We at have done a few posts on SIEM use cases and how they can be developed. SIEM Use Cases – What you need to know? is a very popular post that has been referenced in Gartner Blogs and McAfee SOC Whitepaper.

Cyber Intelligence:

Once the Use cases are in place, it is imperative that we start incorporating some of the Intelligence feeds that is available. What Cyber Intelligence does to Use cases is akin to what a compass does to a sailor. While most of the SIEM tools today offer some sort of Intelligence capability, rationalizing and making it part of daily operations is the biggest challenge. In our opinion, gathering and using Cyber Intelligence is an iterative process as summarized below:


It has three specific steps namely:

  • Data Gathering – Data can be open source, community, commercial or raw human intelligence and gathering this requires a bit of technology integration, data management and hunting.
  • Foraging Loop – Basically, foraging loop is nothing but searching for “treasure” from the heaps of data gathered. This is critical step in the realm of cyber intelligence. Foraging is best done by analysts who understand the organization intimately in terms of what is their infrastructure and software spread.
  • Advanced Analysis – Once we have gathered the data, normalized it and filtered all the irrelevant items out, what remains at the end of the “Foraging Loop” is applicable intelligence. Analysing this using traditional techniques like reversing, sink hole analysis, pattern recognition, etc will yield a list of value Indicators of Compromise (IOC).
  • Action & Reporting – Once the IOC is available, we can use them to create content in our defence systems. It can be perimeter systems, it can be SIEM tools, it can be administrative take-downs etc. This is where we make sense about the gathered and analysed intelligence. The Sensemaking Loop is all about this.

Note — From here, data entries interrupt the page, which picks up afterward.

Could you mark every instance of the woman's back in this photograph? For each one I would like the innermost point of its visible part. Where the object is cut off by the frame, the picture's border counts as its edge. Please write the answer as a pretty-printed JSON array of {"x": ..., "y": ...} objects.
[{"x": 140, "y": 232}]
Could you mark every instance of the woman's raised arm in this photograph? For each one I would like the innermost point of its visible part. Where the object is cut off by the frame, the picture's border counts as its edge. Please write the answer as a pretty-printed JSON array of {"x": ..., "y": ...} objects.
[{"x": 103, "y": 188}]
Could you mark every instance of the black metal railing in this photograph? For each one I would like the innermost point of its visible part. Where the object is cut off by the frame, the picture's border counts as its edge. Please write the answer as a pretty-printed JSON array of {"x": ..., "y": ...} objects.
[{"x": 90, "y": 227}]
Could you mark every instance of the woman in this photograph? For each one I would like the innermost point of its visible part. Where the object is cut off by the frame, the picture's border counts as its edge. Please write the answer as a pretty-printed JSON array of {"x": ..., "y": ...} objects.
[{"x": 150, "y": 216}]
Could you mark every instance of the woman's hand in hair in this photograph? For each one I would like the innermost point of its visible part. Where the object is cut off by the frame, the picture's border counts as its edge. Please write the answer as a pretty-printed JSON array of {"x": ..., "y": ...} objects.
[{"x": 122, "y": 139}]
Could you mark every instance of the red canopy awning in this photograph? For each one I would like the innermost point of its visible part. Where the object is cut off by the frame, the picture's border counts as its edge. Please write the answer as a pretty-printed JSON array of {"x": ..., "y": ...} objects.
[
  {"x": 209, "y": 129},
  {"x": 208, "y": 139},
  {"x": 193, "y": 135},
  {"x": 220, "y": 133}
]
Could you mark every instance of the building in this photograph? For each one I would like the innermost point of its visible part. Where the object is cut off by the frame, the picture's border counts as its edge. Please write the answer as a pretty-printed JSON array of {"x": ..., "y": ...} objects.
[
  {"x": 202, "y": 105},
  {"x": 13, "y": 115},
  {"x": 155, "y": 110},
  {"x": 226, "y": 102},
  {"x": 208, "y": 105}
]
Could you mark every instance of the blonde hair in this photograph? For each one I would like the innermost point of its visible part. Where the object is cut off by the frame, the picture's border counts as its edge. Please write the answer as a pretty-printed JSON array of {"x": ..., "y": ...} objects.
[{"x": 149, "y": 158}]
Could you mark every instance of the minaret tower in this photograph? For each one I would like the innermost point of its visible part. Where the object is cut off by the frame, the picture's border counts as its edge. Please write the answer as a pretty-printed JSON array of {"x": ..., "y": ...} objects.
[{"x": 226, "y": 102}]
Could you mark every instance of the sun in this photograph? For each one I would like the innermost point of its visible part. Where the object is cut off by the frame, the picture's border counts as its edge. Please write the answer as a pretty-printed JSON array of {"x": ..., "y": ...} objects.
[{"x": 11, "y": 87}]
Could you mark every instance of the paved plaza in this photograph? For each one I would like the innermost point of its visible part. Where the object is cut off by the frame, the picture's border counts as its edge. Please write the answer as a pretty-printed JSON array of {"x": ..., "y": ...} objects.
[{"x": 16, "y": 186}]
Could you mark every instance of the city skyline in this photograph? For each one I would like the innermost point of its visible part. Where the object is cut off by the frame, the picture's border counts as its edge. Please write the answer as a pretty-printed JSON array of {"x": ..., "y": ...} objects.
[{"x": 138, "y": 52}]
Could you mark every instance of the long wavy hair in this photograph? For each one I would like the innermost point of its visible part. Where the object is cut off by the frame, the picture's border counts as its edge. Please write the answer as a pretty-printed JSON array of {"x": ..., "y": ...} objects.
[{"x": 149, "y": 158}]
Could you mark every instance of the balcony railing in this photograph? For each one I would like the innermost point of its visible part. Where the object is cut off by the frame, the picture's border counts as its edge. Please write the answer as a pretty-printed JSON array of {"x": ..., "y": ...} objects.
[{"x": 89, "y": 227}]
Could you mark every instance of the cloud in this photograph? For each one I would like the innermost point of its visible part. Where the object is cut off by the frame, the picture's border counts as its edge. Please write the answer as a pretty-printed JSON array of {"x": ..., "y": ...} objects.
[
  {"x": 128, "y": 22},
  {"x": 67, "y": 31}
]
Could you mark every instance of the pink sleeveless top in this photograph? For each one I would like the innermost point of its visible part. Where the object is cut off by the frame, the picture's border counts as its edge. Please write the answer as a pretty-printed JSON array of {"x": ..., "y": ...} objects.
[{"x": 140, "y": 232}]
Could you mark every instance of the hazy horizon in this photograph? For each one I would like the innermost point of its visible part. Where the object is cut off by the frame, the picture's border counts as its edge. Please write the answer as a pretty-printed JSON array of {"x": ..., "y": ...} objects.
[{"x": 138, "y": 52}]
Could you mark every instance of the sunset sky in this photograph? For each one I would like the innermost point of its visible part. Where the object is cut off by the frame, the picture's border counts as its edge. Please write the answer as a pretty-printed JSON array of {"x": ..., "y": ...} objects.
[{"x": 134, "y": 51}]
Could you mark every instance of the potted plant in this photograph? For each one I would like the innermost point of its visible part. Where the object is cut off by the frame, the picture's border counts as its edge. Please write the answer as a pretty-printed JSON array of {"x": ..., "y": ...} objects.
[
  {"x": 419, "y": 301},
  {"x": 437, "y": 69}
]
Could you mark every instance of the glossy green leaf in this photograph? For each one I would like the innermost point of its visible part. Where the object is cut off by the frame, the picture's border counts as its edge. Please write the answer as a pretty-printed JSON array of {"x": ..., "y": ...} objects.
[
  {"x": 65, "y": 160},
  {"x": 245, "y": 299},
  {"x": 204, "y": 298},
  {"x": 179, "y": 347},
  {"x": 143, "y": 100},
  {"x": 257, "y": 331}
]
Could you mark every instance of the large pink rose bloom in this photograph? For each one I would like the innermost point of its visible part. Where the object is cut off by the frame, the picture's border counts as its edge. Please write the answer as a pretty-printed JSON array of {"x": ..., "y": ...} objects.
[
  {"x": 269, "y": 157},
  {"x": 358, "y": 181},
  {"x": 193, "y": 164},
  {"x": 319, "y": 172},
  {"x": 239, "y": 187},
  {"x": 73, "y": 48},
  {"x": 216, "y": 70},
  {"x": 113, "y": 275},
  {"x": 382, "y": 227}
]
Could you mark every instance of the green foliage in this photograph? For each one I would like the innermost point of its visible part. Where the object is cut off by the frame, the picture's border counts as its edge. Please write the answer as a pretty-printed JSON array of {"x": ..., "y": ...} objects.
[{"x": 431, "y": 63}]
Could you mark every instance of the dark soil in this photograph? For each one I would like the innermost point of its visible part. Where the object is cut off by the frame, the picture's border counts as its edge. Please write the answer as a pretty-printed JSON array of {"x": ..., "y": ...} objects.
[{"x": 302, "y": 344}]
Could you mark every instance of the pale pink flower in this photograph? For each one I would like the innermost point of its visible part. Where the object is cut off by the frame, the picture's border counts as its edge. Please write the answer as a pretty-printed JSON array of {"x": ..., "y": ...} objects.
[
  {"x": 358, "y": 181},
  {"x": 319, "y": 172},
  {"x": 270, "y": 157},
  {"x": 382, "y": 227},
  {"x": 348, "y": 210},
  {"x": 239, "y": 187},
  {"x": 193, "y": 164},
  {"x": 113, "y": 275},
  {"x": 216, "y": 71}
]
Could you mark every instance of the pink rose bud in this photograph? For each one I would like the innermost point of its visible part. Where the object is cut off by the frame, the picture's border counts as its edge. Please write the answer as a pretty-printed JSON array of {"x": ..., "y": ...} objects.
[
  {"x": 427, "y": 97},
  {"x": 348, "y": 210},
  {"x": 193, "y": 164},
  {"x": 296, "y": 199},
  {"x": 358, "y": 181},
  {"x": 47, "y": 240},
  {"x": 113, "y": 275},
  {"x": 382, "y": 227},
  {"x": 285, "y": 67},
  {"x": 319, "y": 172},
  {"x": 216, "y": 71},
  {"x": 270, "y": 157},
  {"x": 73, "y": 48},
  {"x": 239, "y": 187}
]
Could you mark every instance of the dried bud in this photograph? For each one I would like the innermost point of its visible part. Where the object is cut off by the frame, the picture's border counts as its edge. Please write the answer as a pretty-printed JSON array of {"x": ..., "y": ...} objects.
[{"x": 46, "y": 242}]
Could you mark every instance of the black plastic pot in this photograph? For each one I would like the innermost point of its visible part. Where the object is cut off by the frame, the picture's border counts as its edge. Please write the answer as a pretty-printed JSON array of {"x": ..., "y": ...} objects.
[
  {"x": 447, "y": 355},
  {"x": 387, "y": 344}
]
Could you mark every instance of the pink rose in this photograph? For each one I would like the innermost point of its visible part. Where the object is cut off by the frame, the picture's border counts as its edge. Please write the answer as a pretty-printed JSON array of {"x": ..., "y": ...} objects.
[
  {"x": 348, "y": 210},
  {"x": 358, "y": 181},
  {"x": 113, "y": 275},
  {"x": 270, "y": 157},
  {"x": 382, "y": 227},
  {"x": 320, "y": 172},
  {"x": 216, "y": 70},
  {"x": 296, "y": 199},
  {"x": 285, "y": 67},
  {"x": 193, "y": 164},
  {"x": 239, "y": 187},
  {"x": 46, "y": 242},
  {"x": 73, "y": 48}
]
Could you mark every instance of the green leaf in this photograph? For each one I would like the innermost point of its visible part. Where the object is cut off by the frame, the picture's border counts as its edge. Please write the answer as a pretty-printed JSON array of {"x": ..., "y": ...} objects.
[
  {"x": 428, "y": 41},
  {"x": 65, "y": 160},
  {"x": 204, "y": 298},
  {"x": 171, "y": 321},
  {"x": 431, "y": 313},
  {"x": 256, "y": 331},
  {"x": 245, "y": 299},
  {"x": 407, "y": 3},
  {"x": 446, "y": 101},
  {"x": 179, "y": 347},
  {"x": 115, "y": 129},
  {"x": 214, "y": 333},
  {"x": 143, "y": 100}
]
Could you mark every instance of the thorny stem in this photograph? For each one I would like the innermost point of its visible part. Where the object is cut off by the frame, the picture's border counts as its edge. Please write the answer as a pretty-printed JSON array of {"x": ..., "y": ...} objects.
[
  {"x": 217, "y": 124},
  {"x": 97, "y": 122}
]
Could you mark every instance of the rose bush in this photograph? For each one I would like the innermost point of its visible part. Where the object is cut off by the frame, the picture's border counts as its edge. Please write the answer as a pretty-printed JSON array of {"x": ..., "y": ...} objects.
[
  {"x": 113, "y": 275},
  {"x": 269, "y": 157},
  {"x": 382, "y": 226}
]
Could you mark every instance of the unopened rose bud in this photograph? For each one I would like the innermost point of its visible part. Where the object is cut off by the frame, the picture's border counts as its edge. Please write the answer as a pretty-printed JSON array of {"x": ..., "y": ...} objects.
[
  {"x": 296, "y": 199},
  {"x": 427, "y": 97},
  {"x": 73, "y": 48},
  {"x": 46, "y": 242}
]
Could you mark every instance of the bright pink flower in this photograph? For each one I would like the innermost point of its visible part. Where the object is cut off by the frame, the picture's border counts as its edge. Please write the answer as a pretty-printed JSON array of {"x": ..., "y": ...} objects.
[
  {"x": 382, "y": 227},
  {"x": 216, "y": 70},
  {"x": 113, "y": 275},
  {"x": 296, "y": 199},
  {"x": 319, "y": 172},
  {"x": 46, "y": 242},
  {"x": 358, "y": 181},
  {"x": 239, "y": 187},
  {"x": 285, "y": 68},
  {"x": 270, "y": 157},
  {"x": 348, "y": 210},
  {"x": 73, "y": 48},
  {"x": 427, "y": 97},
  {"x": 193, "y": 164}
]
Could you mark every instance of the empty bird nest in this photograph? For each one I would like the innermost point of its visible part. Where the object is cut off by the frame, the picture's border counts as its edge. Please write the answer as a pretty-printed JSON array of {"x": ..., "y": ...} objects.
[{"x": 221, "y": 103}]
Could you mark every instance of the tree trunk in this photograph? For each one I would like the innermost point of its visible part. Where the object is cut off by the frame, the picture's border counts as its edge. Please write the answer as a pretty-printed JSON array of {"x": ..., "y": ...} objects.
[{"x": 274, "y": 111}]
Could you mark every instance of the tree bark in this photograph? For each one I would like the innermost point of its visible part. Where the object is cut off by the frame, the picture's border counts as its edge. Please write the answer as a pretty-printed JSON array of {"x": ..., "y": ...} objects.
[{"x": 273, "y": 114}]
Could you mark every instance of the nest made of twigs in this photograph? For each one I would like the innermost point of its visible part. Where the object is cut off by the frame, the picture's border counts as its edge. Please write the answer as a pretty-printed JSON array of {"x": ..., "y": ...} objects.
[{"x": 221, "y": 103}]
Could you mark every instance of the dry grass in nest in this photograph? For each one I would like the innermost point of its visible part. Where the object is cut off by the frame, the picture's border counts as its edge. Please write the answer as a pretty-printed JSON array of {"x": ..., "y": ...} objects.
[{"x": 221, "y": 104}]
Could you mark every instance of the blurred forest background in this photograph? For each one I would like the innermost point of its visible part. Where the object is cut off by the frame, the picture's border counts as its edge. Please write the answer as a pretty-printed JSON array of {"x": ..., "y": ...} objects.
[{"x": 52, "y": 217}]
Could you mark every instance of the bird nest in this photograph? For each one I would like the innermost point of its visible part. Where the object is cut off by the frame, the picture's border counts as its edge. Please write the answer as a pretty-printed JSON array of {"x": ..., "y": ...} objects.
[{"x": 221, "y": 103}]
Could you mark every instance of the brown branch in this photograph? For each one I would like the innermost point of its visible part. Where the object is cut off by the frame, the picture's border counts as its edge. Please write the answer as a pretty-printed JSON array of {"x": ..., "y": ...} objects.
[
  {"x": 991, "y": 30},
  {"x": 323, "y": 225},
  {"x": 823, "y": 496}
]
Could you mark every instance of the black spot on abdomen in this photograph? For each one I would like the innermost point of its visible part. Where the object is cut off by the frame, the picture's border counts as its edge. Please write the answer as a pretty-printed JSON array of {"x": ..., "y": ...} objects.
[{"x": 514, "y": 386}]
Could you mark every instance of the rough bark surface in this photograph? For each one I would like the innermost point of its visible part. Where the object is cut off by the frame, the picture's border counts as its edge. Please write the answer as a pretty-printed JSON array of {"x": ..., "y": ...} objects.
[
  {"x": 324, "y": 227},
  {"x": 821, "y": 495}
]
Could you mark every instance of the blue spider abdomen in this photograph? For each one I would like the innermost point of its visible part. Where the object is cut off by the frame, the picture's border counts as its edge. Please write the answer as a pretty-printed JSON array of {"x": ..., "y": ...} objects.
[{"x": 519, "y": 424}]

Once we convert Intelligence in to actionable IOC data, it is ready to be used in SIEM use cases. Most of the mature organizations, constantly update their monitoring infrastructure with Actionable Intelligence, because IP and Domain blacklists are no longer sufficient to detect threats.

Risk Analytics:

The last capability or the most mature capability in our opinion is the “Risk Analytics” capability. While the term is generic, when you see that in a SIEM parlance, it takes a very specific meaning. SIEM with advanced use cases and cyber intelligence capability provides the most visibility into an organization’s network/assets. However, this visibility is a “point-in-time” visibility. It does not provide “retrospection”. With Analytics capability, organizations can go back in time, analyse things in retrospect, identify common risk patterns over a longer period of time, identify outliers etc. This is in my opinion the fastest growing function in the Cyber space today. When you hear terms like “Security Analytics”, “Behaviour Analytics”, they are all nothing but subsets of the larger Risk Analytics capability. Companies like Securonix, Caspida (Splunk), Exabeam etc, are some of the frontrunners in this space.


As you can see in the entire post, the approach is layered and stage wise. It aims are providing a structured, organic growth path towards generating complete value from your SIEM implementation. Please feel free to share your thoughts on this.